Sometimes the hardest thing about any project is just getting it started. You just don’t know where to begin. You freeze up, wondering how you can “do genealogy” if you can’t read German, or know the history of the Spanish-American War, or recite all the border changes for France from 1600 to 1920 — all at the same time.
I want you to know that you don’t have to be an expert on the history of the world, all its languages, and record keeping styles to get started. You can do it. By taking a few of the baby steps listed below, you will find yourself on the road to becoming an expert in your own ancestor’s time and location:
1. Focus your project. Work like the professional genealogist does: one ancestral generation at a time. Choose one project goal to focus on, such as “What happened to Great Uncle Harold after the Civil War?” or “Who was Great Grandpa George’s first wife?” Avoid choosing projects that are too big, such as “Who are all the Whitmans back to the 14th century?” or “Can I trace my line back to William the Conqueror?”
2. Create a timeline of the ancestor’s life. Dig out all the paper, photos, emails, or documents you have about your project ancestor and write a simple timeline of where, what, when, and who. Where were they? What were they doing there? When did it happen? Who else was involved (siblings, spouses, children, neighbors)? Fill in dates for births of children, marriages, and migrations. Look at your timeline and ask yourself questions such as “Was there a war in my ancestor’s time and how could it have affected him or her?” “How many censuses could my ancestor been counted in?” You will be amazed at how much more organized your research will become and how much more clearly you begin to see your ancestor’s life, once you create a timeline.

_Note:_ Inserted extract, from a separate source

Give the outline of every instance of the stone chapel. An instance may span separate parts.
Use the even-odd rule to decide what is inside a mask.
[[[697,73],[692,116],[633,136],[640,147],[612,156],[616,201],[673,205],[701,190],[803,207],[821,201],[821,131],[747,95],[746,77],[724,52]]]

3. Use a map. Compare the events of your ancestor’s life with maps of the area. Remember that border lines change over time, so look for reference books that may help you understand when a county lines changed over time. For a U.S. reference to county line changes, try Thorndale and Dollarhide’s Map Guide to the U.S. Federal Censuses 1790 – 1920 (Genealogical Publishing Co., Baltimore, MD, 1987).

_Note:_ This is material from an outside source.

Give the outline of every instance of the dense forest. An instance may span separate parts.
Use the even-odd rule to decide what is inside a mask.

4. Get to know the types of records created in that area. If you are looking for vital records, you need to know what survives for that area and if those records help you reach your project goals. There are some wonderful reference guides for researching different locations. Some may even be in your local library. For U.S. research, try Ancestry’s Red Book (Alice Eichholz, editor, Ancestry Publishing, Provo, UT, 2004) or Everton’s The Handybook for Genealogists (Everton Publishers, Logan, UT, 2006, 11th edition). For places all over the world and all kinds of subjects, try the FamilySearch Research Wiki at https://wiki.familysearch.org.
5. Most importantly, don’t wait! Get started today, and you will be one day closer to reaching your goals!
You never know what you will uncover in your family history, but I know that I have my own ancestors to thank for how much I know now about research and genealogy. Let your ancestor be your genealogical mentor. Good hunting!